Submitted to: Biocontrol Science and Technology
Publication Type: Peer Reviewed Journal
Publication Acceptance Date: April 14, 2008
Publication Date: July 25, 2008
Citation: Chauhan, K.R., Weber, D.C. 2008. Lady beetle (coleoptera: coccinellidae) tracks deter oviposition by the goldeneyed lacewing, chrysopa oculata. Biocontrol Science and Technology. 18(7):727-731
Interpretive Summary: Green lacewings are among the leading commercially available insects which serve as biological controls (predators) on insect pests such as aphids. Using a pheromone attractant for green lacewings, we were able to attract a large number of females into aphid-infested tomatoes in greenhouses. But the lacewings avoided laying eggs on the infested crops, probably because of the presence of ladybeetles, another predatory insect. Based on these field observations, we carried out a laboratory study to determine if lacewings were avoiding areas with ladybeetles. Results showed that field-collected female lacewings strongly avoided laying their eggs on areas which had been previously exposed to ladybeetle adults or larvae. This means that lacewings attracted or introduced to an aphid-infested crop may be less effective than expected when ladybeetles are already present. The research will help scientists and pest managers to harmonize strategies involving multiple natural enemies such as ladybeetles and lacewings, to better supress important crop pests.

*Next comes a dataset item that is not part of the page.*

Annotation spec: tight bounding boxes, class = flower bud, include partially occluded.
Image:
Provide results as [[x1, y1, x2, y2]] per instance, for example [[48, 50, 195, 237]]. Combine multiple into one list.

Field-collected female goldeneyed lacewing (Chrysopa oculata) strongly avoided ovipositing on substrates exposed over 24 h to 3 of 4 ladybeetle species tested, resulting in circa 3-fold higher egg deposition on control versus coccinellid-exposed substrates. The effect was stage-specific for Coleomegilla maculata; it was observed for adult and third-instar larvae but not for unfed first-instar larvae.